È bene ricordare, a proposito di questa grande iniziativa del proletariato di Pietrogrado, che essa non faceva che seguire i desideri e le istruzioni esplicite – ma segrete – di Lenin. In una delle sue Lettere da lontano, scritta da Zurigo l’11-24 marzo 1917, e che solo più tardi sarebbe stata pubblicata come documento storico, Lenin, parlando della “milizia proletari”, scongiurava gli operai di “non lasciare ritornare la polizia!ii non abbandonare le istituzioni locali!”, e di costituire senza perdere tempo una milizia che comprendesse anche le donne e i giovani. “Occorrono, – egli terminava – dei prodigi di organizzazione”.
A Mosca, la formazione della guardia rossa fu assai più faticosa. Le autorità – alla cui testa si trovavano menscevichi e socialisti rivoluzionari – erano quasi riuscite a disarmare gli operai e una parte della guarnigione. Bisognò fabbricare di nascosto delle granate, procurarsi degli esplosivi in provincia. L’organizzazione del comando e dei collegamenti subì deplorevoli ritardi.
Queste insufficienze e questi ritardi, al momento dell’insurrezione, costarono al proletariato di Mosca una sanguinosa battaglia di strada di sei giorni.

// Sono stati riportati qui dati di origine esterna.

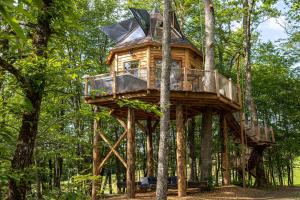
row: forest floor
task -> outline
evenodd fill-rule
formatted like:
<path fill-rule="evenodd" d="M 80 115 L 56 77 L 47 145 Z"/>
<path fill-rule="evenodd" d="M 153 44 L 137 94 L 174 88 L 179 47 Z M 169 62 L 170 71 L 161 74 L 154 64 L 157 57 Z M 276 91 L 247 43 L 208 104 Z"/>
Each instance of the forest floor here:
<path fill-rule="evenodd" d="M 276 187 L 276 188 L 246 188 L 243 189 L 238 186 L 218 187 L 210 192 L 199 192 L 199 189 L 188 189 L 188 196 L 178 198 L 177 190 L 168 190 L 168 199 L 187 199 L 187 200 L 224 200 L 224 199 L 237 199 L 237 200 L 263 200 L 263 199 L 276 199 L 276 200 L 300 200 L 300 187 Z M 137 193 L 136 200 L 150 200 L 155 198 L 155 192 Z M 126 195 L 110 196 L 109 200 L 127 199 Z"/>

L’organizzazione militare del partito comprendeva oltre centomila soldati e un certo numero di ufficiali. Essa si preparava a costituire ovunque dei comitati militari rivoluzionari, organi dirigenti dell’insurrezione.
Vigilia d’armi
A Pietrogrado il conflitto tra i due poteri – il governo provvisorio presieduto da Kerenskij, e il soviet – entra in una fase acuta a partire dal 16 ottobre, dal momento della creazione presso il soviet di un comitato militare rivoluzionario composto da Antonov-Ovseenko, Podvojskii e Cudnovskij. La guarnigione di Pietrogrado era conquistata al bolscevismo. Il governo, col pretesto dell’eventualità di una offensiva tedesca, tentò di allontanare dalla capitale i reggimenti più rivoluzionari. Per mezzo dei suoi servizi di collegamento, d’informazione e di armamento il comitato militare rivoluzionario cominciò a designare dei commissari presso tutte le unità di truppa; dall’altra parte, anche la borghesia si armava; la nomina di commissari presso gli arsenali le impediva di continuare; i delegati del comitato militare rivoluzionario furono accolti bene dai soldati, che sapevano che il comitato era deciso a impedire il loro invio al fronte. In effetti il comitato rifiutò di controfirmare l’ordine di partenza dei reggimenti rossi, avendo l’accortezza di giustificarlo con il desiderio di informarsi prima sulle forze della difesa… Il comitato militare rivoluzionario assunse le funzioni di quartier generale della guardia rossa. Infine, esso ordinò alle truppe di non obbedire ad alcun ordine che provenisse dal comando della piazza. Da questo momento l’insurrezione era allo stato latente. Due poteri si fronteggiavano e due autorità militari di cui una – quella insurrezionale – annullava deliberatamente gli ordini dell’altra.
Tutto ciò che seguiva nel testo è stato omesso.